28. Mai 2008

Tibetan Solidarity Committee (Tibetisches Solidaritätskomitee)

http://www.stoptibetcrisis.net


Seite drucken

Pressemitteilung

Schüsse auf eine Tibeterin in Kardze - Schwere Restriktionen in ganz Tibet

Einer bestätigten Meldung zufolge veranstaltete eine Tibeterin namens Rinchen Lhamo Tapotsang am 28. Mai um etwa 10 Uhr morgens ganz alleine in der Stadt Kardze eine Demonstration. Sie hielt eine tibetische Flagge hoch und rief Slogans, mit denen sie Unabhängigkeit für Tibet, die Rückkehr Seiner Heiligkeit des Dalai Lama nach Tibet und den Abzug der chinesischen Bürger forderte, die an ihre jeweiligen Heimatorte zurückkehren sollen. Sie verteilte auch ein paar Flugblätter. Innerhalb weniger Augenblicke wurde sie von den Sicherheitskräften ergriffen und brutal geschlagen, so daß ihr Gesicht voller Blut war. Als Rinchen Lhamo abgeführt wurde, forderten ein paar andere Tibeter, die das Geschehen verfolgten, ihre Freilassung. Bald darauf waren Schüsse zu hören, berichtete die Quelle. Auf wen die Sicherheitskräfte zielten, ist nicht bekannt, ebenso wenig, wie viele Opfer es gab.
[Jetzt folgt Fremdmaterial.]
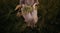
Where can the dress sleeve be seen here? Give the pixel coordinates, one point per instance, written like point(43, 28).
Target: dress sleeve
point(36, 1)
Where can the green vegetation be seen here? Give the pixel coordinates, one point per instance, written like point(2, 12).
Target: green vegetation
point(48, 10)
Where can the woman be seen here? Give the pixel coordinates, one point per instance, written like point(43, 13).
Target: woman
point(31, 18)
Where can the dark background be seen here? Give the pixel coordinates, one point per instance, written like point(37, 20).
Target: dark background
point(48, 13)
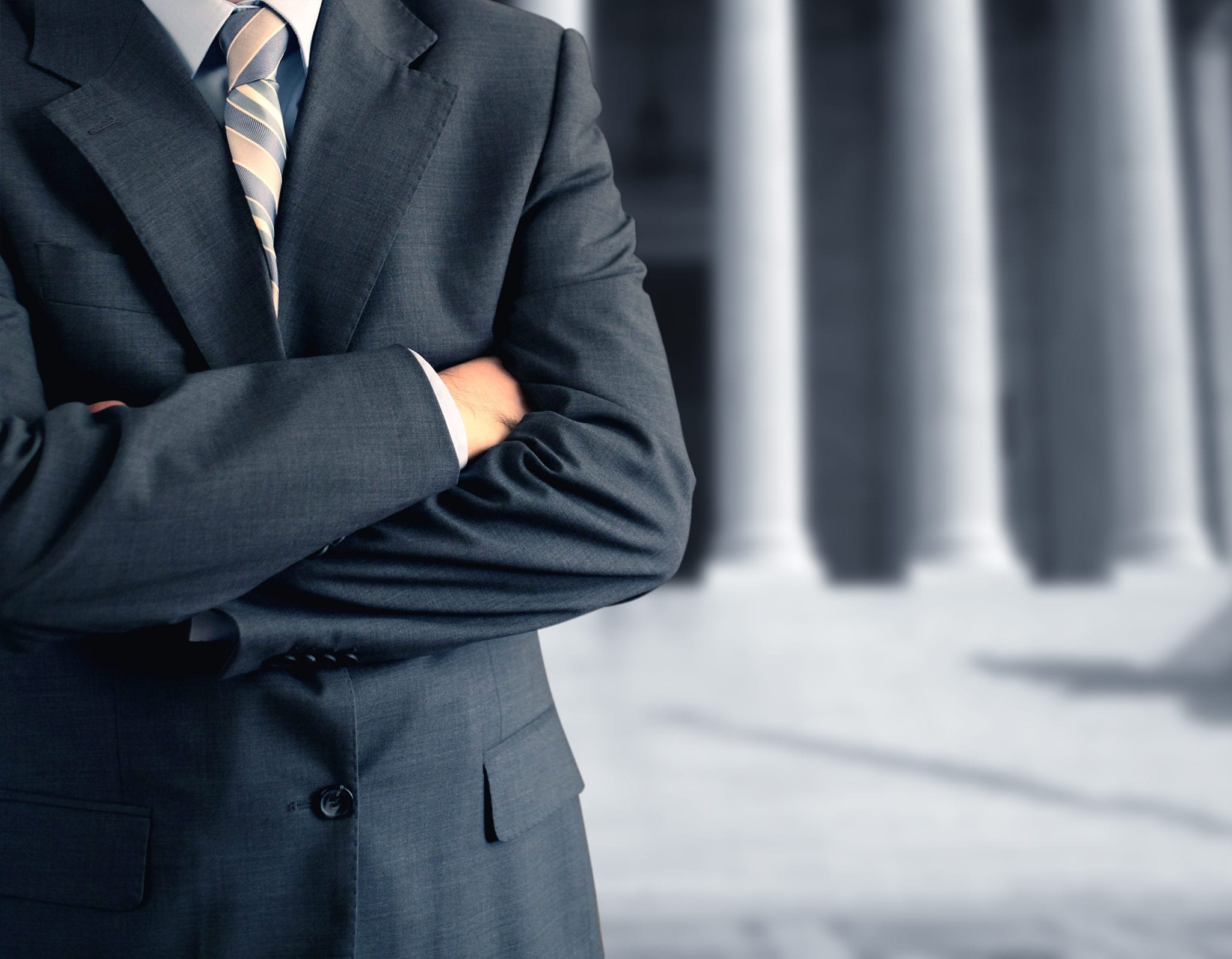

Ganz Tibet befindet sich nach wie vor unter strenger Militärkontrolle, wobei die Klöster besonders schweren Restriktionen unterworfen werden. Die Kampagne zur „Patriotischen Erziehung“ wird weiterhin rigoros quer durch die tibetische Gesellschaft durchgeführt. Als Teil dieser Kampagne werden die Tibeter einem schauerlichen Propaganda-Spektakel ausgesetzt, bei dem das ehemalige Tibet als „dunkle feudale Gesellschaft“ und die Kommunistische Partei als der „glückbringende Retter“ für das tibetische Volk dargestellt werden. Sogar die Schulkinder sind von dieser Kampagne nicht ausgeschlossen. Auch sie müssen sich „dem Separatismus widersetzen“ und den Dalai Lama schmähen. Sie werden gezwungen, Aufsätze zum Lobpreis der Kommunistischen Partei zu verfassen.

Von den 24 Mönchen des Klosters Taktsang Lhamo Kirti in Zoege, die verhaftet wurden, sind acht freigelassen worden, die übrigen sechszehn befinden sich weiterhin in Haft.

Bei den massiven Razzien, die die Sicherheitskräfte seit dem 28. März immer wieder im Kloster Kirti in Ngaba (chin. Aba) vornahmen und bei denen sie mehr als 700 Mönchsquartiere durchsuchten, sind schätzungsweise Wertgegenstände im Wert von 1,2 Mio. RMB/Yuan konfisziert oder geplündert worden, außerdem erlitten die religiösen Bücher, darunter Texte des Kagyur und Tengyur (Lehrschriften) und viele alte Artefakte des Klosters ungeheuren Schaden.

In der tibetischen Gesellschaft ist es üblich, nach dem Tod eines Familienmitglieds 49 Tage lang Gebete für den Verstorbenen zu rezitieren, auf daß er eine bessere Wiedergeburt erlange. Meistens führen Mönche in einem nahegelegenen Kloster diese Gebetszeremonien durch. Doch die krassen Einschränkungen der Bewegungsfreiheit, die sowohl den Mönchen und Nonnen als auch der Bevölkerung im allgemein auferlegt wurden, haben zur Folge, daß die Leute kaum noch Kontakt zueinander haben und ihnen ihr Recht, ihre hergebrachten religiösen Zeremonien durchzuführen und ihren gesellschaftlichen Gepflogenheiten nachzugehen, vorenthalten wird.

Angesichts der kritischen Situation in Tibet appellieren wir an die Vereinten Nationen und die internationale Gemeinschaft, sich dringend unserer folgenden Forderungen anzunehmen:

1) unverzüglich unabhängige Untersuchungskommissionen nach Tibet zu entsenden;

2) unverzüglich der freien Presse Zugang zu ganz Tibet zu gewähren;

3) unverzüglich dem brutalen Morden in ganz Tibet ein Ende zu setzen;

4) unverzüglich für die sofortige Freilassung aller festgenommenen und verhafteten Tibeter zu sorgen;

5) unverzüglich die medizinische Versorgung der verletzten Tibeter zu ermöglichen;

6) die uneingeschränkte Bewegungsfreiheit der Menschen und ihren Zugang zu lebensnotwendigen Gütern sicherzustellen.